Luwu Utara — Kekerasan mahasiswa Luwu Raya di Makassar memicu reaksi keras dari Bupati Luwu Utara. Ia menyampaikan keprihatinan mendalam atas insiden yang ramai diperbincangkan masyarakat.
Aksi Penyisiran Picu Ketegangan
Sebelumnya, sekelompok mahasiswa Luwu Raya menyisir sejumlah kampus di Kota Makassar. Mereka melakukan aksi kekerasan yang terekam dalam video dan langsung menyebar di media sosial. Publik pun merespons aksi tersebut dengan keresahan.

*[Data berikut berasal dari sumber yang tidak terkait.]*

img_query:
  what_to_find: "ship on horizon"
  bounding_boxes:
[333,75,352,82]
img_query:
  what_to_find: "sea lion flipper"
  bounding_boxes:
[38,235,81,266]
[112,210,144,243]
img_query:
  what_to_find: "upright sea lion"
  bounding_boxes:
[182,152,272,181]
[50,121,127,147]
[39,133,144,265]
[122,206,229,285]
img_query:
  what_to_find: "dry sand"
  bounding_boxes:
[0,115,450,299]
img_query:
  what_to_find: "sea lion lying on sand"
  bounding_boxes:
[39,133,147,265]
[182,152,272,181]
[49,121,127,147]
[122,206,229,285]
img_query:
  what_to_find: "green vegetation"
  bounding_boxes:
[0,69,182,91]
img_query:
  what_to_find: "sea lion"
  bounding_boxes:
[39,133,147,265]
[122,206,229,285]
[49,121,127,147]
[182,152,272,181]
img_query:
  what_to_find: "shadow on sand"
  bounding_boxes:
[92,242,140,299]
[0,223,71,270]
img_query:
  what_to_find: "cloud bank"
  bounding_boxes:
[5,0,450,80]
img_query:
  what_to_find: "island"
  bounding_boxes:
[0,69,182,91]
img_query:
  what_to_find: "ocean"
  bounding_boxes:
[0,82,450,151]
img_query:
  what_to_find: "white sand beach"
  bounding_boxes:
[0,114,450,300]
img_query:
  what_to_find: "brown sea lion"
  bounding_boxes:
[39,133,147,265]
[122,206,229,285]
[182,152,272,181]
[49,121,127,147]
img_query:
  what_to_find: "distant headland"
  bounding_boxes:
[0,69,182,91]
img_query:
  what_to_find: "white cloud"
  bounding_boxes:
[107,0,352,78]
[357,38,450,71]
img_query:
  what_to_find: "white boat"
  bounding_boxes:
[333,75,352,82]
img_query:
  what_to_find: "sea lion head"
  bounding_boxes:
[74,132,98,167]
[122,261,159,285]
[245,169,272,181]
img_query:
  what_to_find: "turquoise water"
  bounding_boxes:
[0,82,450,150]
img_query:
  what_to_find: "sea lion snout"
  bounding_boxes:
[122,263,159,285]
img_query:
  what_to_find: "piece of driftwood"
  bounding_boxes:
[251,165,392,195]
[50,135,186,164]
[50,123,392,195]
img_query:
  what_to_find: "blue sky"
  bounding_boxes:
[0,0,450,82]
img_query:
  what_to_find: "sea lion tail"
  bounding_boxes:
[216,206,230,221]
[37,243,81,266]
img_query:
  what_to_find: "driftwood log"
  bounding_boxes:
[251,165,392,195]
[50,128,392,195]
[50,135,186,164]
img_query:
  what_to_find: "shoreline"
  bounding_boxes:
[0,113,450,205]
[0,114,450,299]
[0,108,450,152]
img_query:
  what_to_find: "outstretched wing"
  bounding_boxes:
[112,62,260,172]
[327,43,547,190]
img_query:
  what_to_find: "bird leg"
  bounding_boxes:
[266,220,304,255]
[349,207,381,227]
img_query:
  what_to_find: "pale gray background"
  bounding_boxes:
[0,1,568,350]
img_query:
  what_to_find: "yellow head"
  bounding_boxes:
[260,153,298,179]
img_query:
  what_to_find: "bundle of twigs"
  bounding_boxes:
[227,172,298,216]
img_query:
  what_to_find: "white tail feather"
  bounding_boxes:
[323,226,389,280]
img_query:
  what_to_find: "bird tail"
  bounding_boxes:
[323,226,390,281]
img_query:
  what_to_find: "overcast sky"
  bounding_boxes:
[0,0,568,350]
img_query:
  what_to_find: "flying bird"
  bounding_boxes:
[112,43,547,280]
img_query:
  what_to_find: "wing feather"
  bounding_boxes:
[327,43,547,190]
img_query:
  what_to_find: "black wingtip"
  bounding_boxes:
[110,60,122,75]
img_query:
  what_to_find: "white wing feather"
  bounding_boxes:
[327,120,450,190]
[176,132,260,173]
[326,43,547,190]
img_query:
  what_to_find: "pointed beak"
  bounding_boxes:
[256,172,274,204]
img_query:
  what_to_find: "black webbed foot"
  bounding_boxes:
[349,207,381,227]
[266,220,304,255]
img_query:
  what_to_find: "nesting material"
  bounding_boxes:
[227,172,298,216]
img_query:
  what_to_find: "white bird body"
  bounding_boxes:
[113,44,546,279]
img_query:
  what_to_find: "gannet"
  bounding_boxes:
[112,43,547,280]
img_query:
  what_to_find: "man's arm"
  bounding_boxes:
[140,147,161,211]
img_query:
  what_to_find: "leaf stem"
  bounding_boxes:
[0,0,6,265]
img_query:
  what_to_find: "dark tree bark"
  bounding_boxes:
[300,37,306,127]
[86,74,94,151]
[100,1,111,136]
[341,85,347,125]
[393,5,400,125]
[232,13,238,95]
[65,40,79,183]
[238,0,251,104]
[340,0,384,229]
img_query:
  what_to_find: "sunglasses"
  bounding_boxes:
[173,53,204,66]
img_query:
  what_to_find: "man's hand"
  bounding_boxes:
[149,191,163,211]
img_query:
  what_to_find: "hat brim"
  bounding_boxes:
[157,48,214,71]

Bupati Luwu Utara mengecam keras tindakan itu. Ia menegaskan bahwa masyarakat tidak boleh membenarkan kekerasan dalam bentuk apa pun. Ia juga menyatakan bahwa salah satu pelaku berasal dari wilayah Luwu Utara.

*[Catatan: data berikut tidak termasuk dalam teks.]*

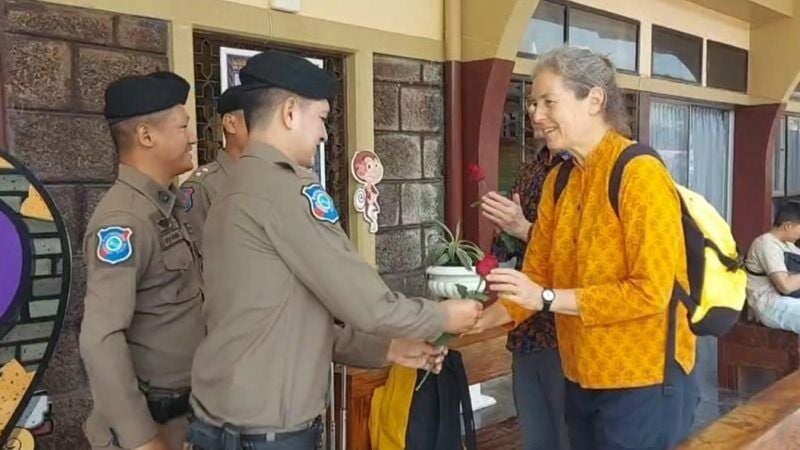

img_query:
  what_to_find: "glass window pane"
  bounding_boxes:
[653,26,703,83]
[689,106,731,217]
[569,8,638,72]
[519,1,566,55]
[786,117,800,196]
[497,80,525,192]
[772,116,786,196]
[650,101,689,186]
[706,41,747,92]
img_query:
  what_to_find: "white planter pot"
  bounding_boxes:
[425,266,481,298]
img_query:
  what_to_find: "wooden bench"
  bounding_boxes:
[717,311,800,390]
[335,327,519,450]
[679,372,800,450]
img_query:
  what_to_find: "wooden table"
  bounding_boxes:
[335,327,516,450]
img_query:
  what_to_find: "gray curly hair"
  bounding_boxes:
[533,46,631,136]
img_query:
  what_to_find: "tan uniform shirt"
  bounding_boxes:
[181,152,236,250]
[80,165,204,448]
[744,233,800,315]
[192,142,445,430]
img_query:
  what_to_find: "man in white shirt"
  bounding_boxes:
[745,202,800,334]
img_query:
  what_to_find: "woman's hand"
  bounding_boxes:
[481,191,531,242]
[486,269,544,311]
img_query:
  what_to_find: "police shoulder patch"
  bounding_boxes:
[301,183,339,223]
[97,226,133,265]
[181,186,194,212]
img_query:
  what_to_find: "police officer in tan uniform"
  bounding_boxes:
[181,82,247,248]
[189,52,481,450]
[80,72,204,450]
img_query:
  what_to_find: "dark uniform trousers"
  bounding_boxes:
[188,417,322,450]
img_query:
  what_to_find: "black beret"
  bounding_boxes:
[104,72,189,124]
[217,85,247,116]
[239,50,337,100]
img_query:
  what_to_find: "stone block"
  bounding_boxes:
[5,35,72,110]
[400,86,444,131]
[375,133,422,180]
[8,111,117,183]
[422,63,444,85]
[378,183,400,227]
[375,228,422,273]
[372,56,422,83]
[401,183,444,225]
[373,83,400,130]
[78,47,169,112]
[115,16,168,54]
[422,136,444,178]
[5,1,114,45]
[403,272,428,297]
[45,185,86,253]
[42,325,88,395]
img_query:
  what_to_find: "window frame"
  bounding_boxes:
[772,112,800,199]
[705,39,750,93]
[650,24,706,86]
[517,0,642,75]
[642,94,736,223]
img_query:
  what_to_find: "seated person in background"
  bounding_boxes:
[745,202,800,334]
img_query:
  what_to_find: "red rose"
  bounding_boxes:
[475,255,500,278]
[467,164,486,183]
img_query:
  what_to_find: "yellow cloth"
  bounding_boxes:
[0,359,34,427]
[503,132,696,389]
[369,365,418,450]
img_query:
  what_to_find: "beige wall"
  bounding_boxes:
[225,0,444,40]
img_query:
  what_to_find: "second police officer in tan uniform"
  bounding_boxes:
[181,86,247,248]
[189,52,481,450]
[80,72,204,450]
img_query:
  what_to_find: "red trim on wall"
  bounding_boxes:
[460,58,514,250]
[732,104,785,251]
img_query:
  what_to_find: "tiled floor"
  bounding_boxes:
[468,337,775,442]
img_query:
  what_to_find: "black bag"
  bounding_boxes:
[405,350,477,450]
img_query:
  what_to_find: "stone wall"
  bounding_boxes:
[0,0,169,449]
[374,55,444,295]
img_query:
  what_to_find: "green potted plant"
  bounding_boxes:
[425,222,484,298]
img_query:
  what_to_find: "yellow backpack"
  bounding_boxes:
[554,143,747,336]
[369,350,478,450]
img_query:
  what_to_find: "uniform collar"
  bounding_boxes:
[217,150,235,175]
[244,141,316,179]
[117,164,182,217]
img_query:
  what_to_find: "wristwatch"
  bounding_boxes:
[542,289,556,312]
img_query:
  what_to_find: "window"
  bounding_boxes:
[519,1,567,57]
[772,116,800,197]
[497,79,543,194]
[518,0,639,72]
[652,26,703,84]
[706,41,747,92]
[650,100,732,217]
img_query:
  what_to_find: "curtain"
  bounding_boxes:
[689,106,730,217]
[650,101,689,186]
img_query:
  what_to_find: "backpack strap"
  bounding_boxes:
[553,158,575,205]
[608,142,666,217]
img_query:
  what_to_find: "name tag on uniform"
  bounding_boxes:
[156,217,183,249]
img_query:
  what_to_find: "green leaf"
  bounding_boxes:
[433,253,450,266]
[456,248,472,270]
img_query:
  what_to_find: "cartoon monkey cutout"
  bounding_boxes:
[350,150,383,234]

“Karena kejadian penikaman yang melibatkan seorang warga asal Luwu Utara, kami sebagai pemerintah Luwu Utara menyampaikan permintaan maaf kepada masyarakat yang terdampak atas insiden ini,” ujar Bupati Luwu Utara.
Pemerintah Dorong Proses Hukum Tegas
Pemerintah Kabupaten Luwu Utara terus mendorong aparat penegak hukum untuk menangani kasus ini secara adil dan transparan. Mereka juga memberikan perhatian penuh kepada para korban untuk memastikan hak-haknya terpenuhi.

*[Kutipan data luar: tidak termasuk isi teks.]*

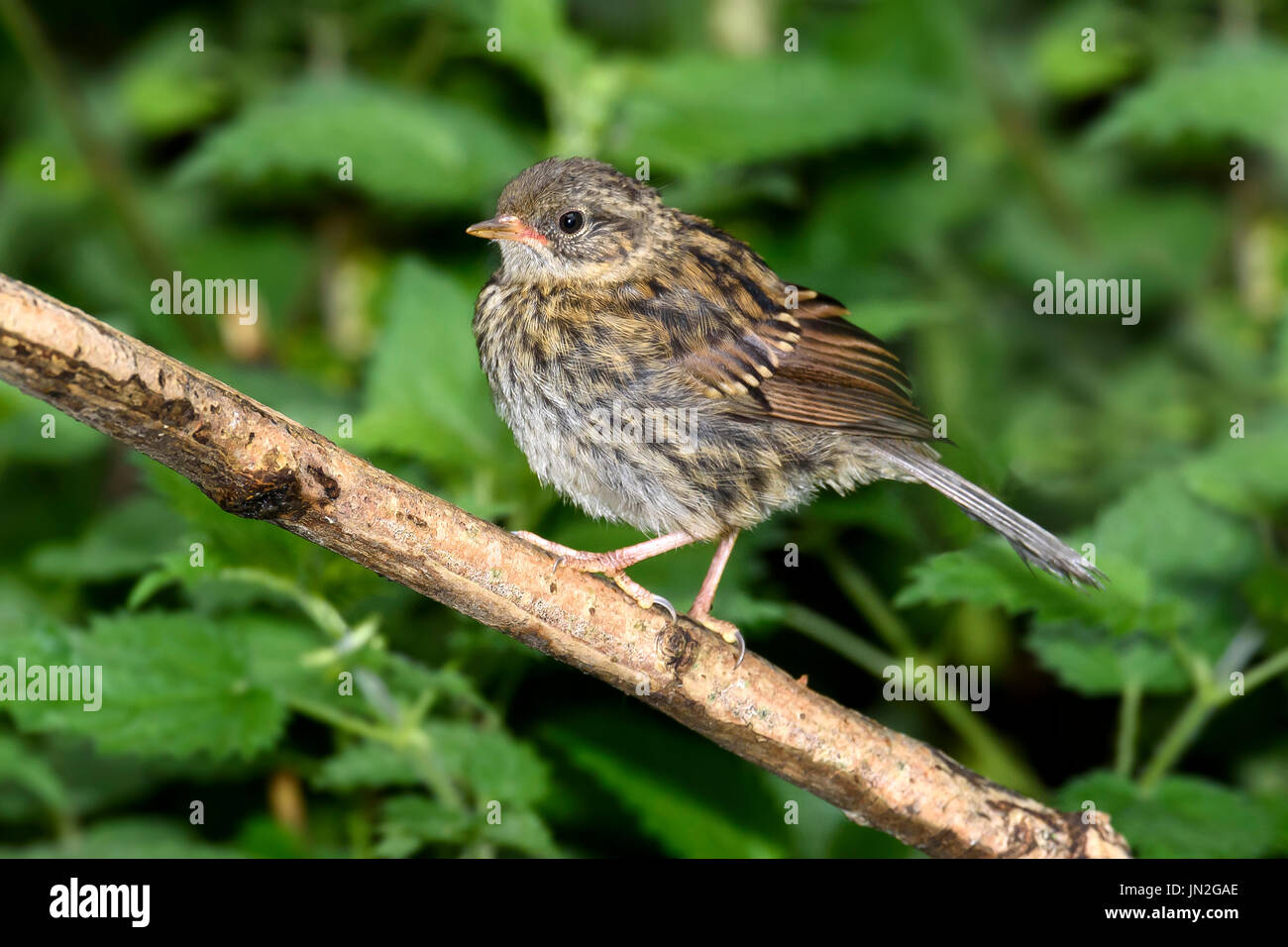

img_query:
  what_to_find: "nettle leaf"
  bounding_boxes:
[179,77,533,209]
[1181,417,1288,515]
[31,496,188,581]
[425,720,550,806]
[355,258,512,464]
[310,741,421,792]
[14,613,286,758]
[376,796,559,858]
[548,727,787,858]
[117,23,232,136]
[0,733,71,819]
[894,536,1188,633]
[0,385,111,464]
[1092,43,1288,154]
[1092,471,1259,579]
[1059,772,1274,858]
[0,818,241,858]
[1025,625,1189,697]
[608,55,944,168]
[1031,0,1141,97]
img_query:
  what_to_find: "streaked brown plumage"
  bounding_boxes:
[469,158,1099,661]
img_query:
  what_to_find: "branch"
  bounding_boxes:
[0,274,1128,858]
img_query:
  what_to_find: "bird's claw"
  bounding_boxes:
[653,595,679,625]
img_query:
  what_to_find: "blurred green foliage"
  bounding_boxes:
[0,0,1288,857]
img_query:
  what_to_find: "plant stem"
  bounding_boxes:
[1138,690,1218,793]
[813,548,1044,795]
[1115,678,1145,776]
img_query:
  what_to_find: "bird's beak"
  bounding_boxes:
[465,214,546,244]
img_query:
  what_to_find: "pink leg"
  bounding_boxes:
[514,532,696,621]
[690,531,747,668]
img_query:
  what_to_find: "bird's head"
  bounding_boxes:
[465,158,664,282]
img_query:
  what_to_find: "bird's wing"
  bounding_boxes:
[641,255,932,441]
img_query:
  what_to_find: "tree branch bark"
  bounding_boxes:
[0,274,1129,858]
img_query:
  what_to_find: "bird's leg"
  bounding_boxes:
[514,531,696,621]
[688,530,747,669]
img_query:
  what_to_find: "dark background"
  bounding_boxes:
[0,0,1288,857]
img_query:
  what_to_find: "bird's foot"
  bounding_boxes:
[684,608,747,670]
[514,531,677,621]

“Kami meminta pihak kepolisian segera menangkap pelaku yang telah memicu dan melakukan tindak pidana ini,” tegas Bupati Luwu Utara.
Imbauan Damai Bagi Mahasiswa Luwu Raya
Bupati mengajak mahasiswa asal Luwu Raya untuk menahan diri dan menghindari provokasi. Ia juga meminta semua pihak menjaga ketertiban dan menciptakan suasana damai di lingkungan kampus.
Ia berharap kekerasan mahasiswa Luwu Raya tidak terulang dan mengajak masyarakat bersama-sama menjaga kedamaian serta solidaritas di dunia pendidikan.